At a deeper level, television comedies from that period refelected the mood of their time. They were characterized by a simplicity, a straight-forward lack of irony, and a disarming goofiness that is foreign to us now.  Our defenses are higher, thicker, stronger these days.

Still, there are many wonderful things to recall from that era. Like, remember how excited you were when you heard the 1985 Nobel Prize for Physics had gone to Klaus Von Klitzing for his work on the quantized hall effect? Man, that was awesome.

Well, if you’d forgotten that, here’s a link to a page full of trivia about the year 1985.

Published in: on February 17, 2009 at 1:54 pm Comments (5)

February 16, 2009

It seems something always comes up to keep me out of Sunday School. Yesterday, it was vampires and teen sex.

Because my wife is one of our church’s musicians, I’m always in the building during the Sunday School hour, but never make it to class. Since my school/work schedule is so demanding, while others are tucked away in classrooms studying the scripture, or talking over Miss Julieta’s aches and pains, I can usually be found alone in the sanctuary already in my pew slogging through some academic treatise as dense and dull as it is obscure.

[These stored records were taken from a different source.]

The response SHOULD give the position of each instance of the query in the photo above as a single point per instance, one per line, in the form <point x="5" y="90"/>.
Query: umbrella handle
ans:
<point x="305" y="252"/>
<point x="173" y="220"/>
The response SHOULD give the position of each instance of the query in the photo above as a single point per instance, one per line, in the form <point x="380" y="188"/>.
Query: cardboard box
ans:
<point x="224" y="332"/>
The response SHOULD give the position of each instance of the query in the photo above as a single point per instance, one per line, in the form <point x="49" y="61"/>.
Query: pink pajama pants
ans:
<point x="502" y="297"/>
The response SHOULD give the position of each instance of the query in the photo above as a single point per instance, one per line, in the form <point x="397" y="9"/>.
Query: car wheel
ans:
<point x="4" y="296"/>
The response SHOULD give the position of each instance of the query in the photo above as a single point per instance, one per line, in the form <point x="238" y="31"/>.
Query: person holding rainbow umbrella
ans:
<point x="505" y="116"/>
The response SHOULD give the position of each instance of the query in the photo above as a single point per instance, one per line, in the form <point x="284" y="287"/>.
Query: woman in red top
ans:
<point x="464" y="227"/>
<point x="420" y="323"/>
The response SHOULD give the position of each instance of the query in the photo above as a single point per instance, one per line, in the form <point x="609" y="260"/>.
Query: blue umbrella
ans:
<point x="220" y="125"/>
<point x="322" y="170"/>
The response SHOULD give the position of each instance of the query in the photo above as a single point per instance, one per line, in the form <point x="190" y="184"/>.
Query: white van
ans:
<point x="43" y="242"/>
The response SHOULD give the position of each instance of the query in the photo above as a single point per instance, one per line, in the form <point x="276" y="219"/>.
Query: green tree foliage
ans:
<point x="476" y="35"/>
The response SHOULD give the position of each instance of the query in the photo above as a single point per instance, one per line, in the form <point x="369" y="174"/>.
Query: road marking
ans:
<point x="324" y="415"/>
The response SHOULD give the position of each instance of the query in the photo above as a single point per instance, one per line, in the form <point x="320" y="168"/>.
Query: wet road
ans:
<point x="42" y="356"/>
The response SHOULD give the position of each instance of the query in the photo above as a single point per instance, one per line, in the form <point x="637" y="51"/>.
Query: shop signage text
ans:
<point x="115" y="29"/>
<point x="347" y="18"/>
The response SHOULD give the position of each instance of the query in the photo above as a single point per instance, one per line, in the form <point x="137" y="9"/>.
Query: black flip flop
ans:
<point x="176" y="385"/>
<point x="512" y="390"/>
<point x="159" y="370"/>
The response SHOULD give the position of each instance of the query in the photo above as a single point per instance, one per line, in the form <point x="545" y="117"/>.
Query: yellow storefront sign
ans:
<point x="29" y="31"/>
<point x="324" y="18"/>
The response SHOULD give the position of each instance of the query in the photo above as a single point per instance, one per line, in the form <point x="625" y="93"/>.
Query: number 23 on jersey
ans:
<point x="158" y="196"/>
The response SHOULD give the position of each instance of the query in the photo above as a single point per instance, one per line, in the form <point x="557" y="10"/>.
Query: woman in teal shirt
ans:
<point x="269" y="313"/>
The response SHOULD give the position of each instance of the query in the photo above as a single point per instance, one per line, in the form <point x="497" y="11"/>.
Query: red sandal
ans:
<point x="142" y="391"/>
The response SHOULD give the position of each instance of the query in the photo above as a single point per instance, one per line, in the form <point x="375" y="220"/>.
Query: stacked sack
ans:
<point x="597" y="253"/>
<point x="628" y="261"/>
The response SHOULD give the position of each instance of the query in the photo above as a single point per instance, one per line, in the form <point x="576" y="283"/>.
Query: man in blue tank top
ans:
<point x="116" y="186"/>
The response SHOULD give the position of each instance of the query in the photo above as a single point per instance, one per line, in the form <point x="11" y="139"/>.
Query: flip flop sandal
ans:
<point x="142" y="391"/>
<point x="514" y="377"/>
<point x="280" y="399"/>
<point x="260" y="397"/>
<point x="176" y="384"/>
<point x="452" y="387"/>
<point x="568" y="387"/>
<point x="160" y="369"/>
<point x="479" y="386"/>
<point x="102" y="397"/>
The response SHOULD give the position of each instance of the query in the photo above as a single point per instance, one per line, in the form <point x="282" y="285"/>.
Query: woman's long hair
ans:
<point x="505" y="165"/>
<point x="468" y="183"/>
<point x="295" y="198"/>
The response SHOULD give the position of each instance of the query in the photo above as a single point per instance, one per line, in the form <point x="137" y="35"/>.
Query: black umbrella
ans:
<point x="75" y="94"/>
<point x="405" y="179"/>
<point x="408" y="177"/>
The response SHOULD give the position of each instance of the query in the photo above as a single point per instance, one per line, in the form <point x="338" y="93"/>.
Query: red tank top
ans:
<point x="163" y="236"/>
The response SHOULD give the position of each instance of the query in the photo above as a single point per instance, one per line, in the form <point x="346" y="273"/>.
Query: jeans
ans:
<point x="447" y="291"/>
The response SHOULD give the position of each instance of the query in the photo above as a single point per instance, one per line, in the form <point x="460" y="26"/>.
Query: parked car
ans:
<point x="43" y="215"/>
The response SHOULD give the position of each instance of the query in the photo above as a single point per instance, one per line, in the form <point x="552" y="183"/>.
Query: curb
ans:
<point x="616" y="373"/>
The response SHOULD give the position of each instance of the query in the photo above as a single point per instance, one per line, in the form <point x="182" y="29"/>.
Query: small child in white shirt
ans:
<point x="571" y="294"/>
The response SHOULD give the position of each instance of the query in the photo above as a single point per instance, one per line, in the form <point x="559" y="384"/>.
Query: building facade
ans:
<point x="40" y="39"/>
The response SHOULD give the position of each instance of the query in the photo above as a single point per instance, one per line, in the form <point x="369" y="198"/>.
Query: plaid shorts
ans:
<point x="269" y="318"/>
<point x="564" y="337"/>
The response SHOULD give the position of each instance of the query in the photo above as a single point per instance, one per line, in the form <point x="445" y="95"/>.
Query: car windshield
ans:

Yesterday, I took a break from the pretensions of academia long enough to savor this fantastic article about the Twilight series of books, the first of which was just released as a film last fall. The author is one of a new stable of up and coming writers at the The Atlantic Monthly. I’ve read her work before and liked it, but this article is exceptional and I wanted to share it.

On a personal note, it looks more and more like my contract with my current employer will not be renewed next year. I am a visiting professor, which is academic-speak for “temporary laborer.” When I signed on in the fall of ‘07 it was clear to me this was only a short-term job while the college looked for someone who might meet the criteria they thought important in a permanent guy.

Last year, they were unable to find anyone so my contract was renewed. This year, however, it looks like they might have found someone. So this fall, they’ll probably be showing him his new office and showing me the door. Therefore, we ask that you please remember us in your prayers. If you don’t pray, we also accept donations. Cash preferred.